Temme is a concise and convenient selector to extract JSON from HTML documents. Try temme in the playground. If you are using VSCode editor, welcome install the vscode-temme extension.
yarn add temme
or npm install temme
# Command line tool prefers global installation
yarn global add temme
# Basic usage
temme <selector> <html-or-path-to-a-html-file>
# Use html from stdin; --format to format the output
temme <selector> --format
# Use selector from a file
temme <path-to-a-selector-file>
# Pipe html from `curl` to `temme`
curl -s <url> | temme <selector>
// es-module
import temme from 'temme'
// or use require
// const temme = require('temme').default
const html = '<div color="red">hello world</div>'
const selector = 'div[color=$c]{$t};'
temme(html, selector)
//=> { c: 'red', t: 'hello world' }
// pass extra filters/modifiers/procedures
temme(html, selector, extraFilters, extraModifiers, extraProcedures)
Temme is inspired by Emmet. Emmet generates HTML according to a css-selector-like template. The behavior of emmet is like the following function:
emmet('div[class=red]{text content};')
//=> <div class="red">text content</div>
// Extend this function to allow a second argument `data`
emmet('div[class=$cls]{$content};', { cls: 'red', content: 'text content' })
//=> <div class="red">text content</div>
As the name indicates, temme is the reverse of emmet.

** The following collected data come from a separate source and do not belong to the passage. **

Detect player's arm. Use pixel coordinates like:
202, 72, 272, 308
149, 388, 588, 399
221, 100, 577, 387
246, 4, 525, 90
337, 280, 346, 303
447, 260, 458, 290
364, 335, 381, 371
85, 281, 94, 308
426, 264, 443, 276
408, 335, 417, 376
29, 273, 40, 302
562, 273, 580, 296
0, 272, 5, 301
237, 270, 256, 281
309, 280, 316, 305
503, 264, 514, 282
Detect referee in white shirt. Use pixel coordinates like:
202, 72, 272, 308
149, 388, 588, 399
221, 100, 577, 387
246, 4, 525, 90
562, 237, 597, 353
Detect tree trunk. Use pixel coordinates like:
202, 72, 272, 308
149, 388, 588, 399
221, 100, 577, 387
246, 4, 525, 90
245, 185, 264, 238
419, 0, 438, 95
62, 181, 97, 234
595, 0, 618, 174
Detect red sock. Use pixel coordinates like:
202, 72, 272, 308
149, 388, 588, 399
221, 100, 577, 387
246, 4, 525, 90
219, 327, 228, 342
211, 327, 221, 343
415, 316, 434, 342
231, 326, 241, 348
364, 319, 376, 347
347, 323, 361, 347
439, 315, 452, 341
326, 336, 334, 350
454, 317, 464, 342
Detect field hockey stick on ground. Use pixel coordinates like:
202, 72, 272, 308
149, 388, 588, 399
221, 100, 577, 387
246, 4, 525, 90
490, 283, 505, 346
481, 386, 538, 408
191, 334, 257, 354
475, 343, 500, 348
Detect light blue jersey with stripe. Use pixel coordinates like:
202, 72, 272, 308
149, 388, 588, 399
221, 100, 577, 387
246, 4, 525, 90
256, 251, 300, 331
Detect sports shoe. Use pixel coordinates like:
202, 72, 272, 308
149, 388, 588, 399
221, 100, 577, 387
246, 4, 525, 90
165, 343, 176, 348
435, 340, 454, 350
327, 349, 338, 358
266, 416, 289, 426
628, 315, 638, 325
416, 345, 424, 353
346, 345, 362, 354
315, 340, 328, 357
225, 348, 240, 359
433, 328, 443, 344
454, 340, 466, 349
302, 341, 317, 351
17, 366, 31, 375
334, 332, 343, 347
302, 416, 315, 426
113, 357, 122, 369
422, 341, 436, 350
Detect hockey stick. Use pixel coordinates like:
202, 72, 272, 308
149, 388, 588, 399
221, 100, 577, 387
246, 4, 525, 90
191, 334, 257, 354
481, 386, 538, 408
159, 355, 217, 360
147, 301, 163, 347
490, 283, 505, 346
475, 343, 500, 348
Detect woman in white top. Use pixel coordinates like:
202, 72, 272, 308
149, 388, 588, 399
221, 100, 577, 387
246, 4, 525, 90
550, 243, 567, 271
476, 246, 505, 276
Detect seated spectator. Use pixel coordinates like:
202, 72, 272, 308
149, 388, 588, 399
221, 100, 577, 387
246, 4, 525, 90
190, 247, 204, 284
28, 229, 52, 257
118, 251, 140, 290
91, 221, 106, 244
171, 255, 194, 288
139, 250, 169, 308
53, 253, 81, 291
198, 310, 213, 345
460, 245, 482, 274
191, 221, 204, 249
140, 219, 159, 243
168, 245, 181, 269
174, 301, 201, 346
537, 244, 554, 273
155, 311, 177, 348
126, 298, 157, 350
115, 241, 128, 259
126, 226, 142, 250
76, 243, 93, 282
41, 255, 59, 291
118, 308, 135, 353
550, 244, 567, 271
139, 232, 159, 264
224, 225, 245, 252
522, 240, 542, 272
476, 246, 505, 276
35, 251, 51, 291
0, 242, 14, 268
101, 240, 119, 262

If we abstract temme as a function, then it looks like:
temme('<div class="red">text content</div>', 'div[class=$cls]{$content};')
//=> { cls: 'red', content: 'text content' }
List the signatures of emmet
and temme
, and we get:
emmet(selector, data) -> html
temme(html, selector) -> data
Given a selector, emmet
expand this selector to HTML using data, while temme
capture data from HTML according to the selector.
Before extracting JSON from HTML, we need to answer two questions:
- How to find the nodes that contains the data we want?
- After finding the nodes, which attributes of the node should be extracted, and which fields should be used to store the extracted data?
The answer to the first question is simple: we use CSS selector. CSS selectors are widely used in various aspects. In web standards, CSS selectors define the elements to which a set of CSS rules apply. JQuery/cheerio uses CSS selectors to select elements/nodes in HTML documents. In temme, we use CSS selectors too.
But CSS selectors only contain match information and they can only answer the first question. To answer the second question, we need to extend the CSS selectors syntax so that the new syntax (called temme-selector) can contain capture information. Capture information is mainly about which items are stored into which fields in result (result is an JavaScript object). Item can be value of attributes, text or html of nodes. Temme-selector 'div[class=$cls]'
captures attribute class
into .cls
of the result; Temme-selector 'p{$content}'
captures text content of the p element into field .content
of the result.
The extended syntax is inspired by several other tools. Temme supports JavaScript-style comments, JavaScript literals (string/number/null/boolean/RegExp), assignments, parent-reference as in stylus, attributes/content capture inspired by Emmet, filters like in Django and many other template languages.